The U.S. Strategic Petroleum Reserve has fallen to its lowest level in more than 40 years, standing at 340.3 million barrels as of June 12.
That marks the most depleted the reserve has been since the summer of 1983, when the nearly 50-year-old SPR was still being filled for the first time.
The Trump administration has been leaning heavily on emergency stockpiles to keep oil flowing globally and prevent domestic fuel prices from spiraling further upward.
In early March, the U.S. agreed to release 172 million barrels as part of a coordinated 400-million-barrel drawdown by International Energy Agency members, the largest such intervention in the organization’s history.
During the second week of June alone, commercial crude stockpiles fell 8.3 million barrels, while another 8.9 million barrels were drained from the Strategic Petroleum Reserve, marking the 10th consecutive week of declining U.S. reserves.
Inventories at the critical Cushing, Oklahoma oil hub dropped to just 20 million barrels, pushing the country’s largest commercial storage facility to what analysts describe as an “operational stress” level.
Analytics firm Kpler estimates the world lost 1.15 billion barrels of oil supply during the war, leaving global markets in an increasingly precarious state.
President Trump addressed the severity of the situation at the G7 summit in France, warning about how close reserves came to running dry before the Strait of Hormuz was reopened.
“We run out of reserves at about four weeks,” Trump said, discussing the recent memorandum of understanding with Iran. “You know, there are reserves all over the world, and we would really run out, and there’ll be a time when you wouldn’t be able to get it.”
Matt Smith, director of commodity research at Kpler, described the extraordinary pressure now falling on American stockpiles amid the global supply crunch.
“The U.S. is the supplier of last resort,” Smith said. “Everybody’s coming to the U.S. to pull barrels out of it because there’s not the availability elsewhere.”
The situation is compounded by a series of unresolved structural problems, including nearly 1 billion barrels of worldwide petroleum reserves depleted and not being replenished.
Mothballed refineries have yet to come back online, China still has not resumed importing large oil volumes, and Trump declared the interim peace deal “over” amid renewed drone and rocket exchanges.

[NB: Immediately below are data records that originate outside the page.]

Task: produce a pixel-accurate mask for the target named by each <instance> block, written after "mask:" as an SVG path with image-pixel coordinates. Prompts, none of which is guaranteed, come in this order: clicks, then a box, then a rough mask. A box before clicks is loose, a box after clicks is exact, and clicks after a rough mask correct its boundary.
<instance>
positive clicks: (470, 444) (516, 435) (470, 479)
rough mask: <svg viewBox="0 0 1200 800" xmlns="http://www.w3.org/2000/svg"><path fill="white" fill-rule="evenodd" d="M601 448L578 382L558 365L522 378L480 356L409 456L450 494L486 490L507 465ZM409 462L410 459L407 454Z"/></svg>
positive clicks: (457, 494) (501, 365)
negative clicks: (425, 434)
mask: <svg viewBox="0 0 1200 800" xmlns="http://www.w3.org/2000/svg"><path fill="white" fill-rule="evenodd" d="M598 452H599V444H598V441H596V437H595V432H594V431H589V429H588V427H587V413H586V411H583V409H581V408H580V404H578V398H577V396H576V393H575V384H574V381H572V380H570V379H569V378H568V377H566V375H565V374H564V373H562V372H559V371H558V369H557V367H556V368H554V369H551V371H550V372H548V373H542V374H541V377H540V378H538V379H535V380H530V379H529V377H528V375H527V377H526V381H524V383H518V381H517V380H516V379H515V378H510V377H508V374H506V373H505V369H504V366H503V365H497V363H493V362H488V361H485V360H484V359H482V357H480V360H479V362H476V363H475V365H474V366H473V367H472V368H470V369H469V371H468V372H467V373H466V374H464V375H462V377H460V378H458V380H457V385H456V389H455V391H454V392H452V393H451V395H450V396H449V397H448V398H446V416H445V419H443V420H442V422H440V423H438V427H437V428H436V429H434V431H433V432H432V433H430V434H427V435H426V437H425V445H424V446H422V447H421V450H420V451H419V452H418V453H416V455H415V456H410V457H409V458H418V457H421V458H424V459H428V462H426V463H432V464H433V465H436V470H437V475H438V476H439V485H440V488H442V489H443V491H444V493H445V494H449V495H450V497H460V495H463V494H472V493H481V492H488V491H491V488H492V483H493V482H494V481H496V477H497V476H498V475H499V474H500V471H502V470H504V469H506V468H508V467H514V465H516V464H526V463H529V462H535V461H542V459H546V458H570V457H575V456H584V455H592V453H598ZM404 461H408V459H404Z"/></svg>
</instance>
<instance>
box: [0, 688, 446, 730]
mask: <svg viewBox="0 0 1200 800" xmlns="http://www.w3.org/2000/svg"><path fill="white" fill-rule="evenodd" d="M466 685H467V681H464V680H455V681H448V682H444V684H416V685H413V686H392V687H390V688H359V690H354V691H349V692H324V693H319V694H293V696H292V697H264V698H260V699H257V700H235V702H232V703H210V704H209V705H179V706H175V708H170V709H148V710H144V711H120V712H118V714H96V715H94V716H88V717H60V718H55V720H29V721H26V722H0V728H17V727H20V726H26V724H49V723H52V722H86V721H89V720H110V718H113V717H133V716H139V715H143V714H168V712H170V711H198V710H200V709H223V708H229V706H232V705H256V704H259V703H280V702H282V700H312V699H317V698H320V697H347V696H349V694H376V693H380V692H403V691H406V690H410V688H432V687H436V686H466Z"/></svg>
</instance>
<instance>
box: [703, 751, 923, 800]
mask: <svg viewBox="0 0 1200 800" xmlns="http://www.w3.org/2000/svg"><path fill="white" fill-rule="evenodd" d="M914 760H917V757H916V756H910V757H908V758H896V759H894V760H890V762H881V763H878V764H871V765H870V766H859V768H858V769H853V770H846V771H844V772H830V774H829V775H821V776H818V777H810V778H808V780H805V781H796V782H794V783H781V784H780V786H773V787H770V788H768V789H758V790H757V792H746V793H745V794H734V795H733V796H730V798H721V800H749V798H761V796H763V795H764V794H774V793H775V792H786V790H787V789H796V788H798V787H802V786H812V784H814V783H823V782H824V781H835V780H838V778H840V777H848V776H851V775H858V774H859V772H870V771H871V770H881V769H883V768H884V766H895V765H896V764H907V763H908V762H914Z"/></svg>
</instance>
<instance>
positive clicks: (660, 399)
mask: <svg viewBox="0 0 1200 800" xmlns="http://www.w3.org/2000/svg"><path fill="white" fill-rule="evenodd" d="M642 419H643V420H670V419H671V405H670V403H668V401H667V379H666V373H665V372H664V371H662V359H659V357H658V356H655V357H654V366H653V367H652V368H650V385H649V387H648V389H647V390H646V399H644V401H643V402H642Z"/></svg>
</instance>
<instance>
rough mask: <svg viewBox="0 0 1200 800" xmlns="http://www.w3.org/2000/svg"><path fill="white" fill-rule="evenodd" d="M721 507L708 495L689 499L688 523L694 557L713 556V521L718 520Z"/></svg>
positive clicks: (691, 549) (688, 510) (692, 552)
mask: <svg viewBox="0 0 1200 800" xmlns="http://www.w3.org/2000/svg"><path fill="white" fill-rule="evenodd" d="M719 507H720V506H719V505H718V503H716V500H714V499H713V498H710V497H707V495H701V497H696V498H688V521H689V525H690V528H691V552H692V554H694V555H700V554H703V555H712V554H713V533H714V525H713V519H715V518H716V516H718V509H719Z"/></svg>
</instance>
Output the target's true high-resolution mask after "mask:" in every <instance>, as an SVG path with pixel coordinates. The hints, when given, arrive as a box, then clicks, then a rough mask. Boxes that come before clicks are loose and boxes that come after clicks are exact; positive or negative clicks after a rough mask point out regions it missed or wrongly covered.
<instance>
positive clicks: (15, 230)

With no long-term peace agreement in sight and Trump prioritizing lower fuel prices ahead of midterm elections, analysts see little chance the U.S. will begin restocking its reserves anytime soon.
Trump has authorized the full release of 172 million barrels spread over several months, meaning domestic and strategic supplies could fall significantly lower before any replenishment effort begins.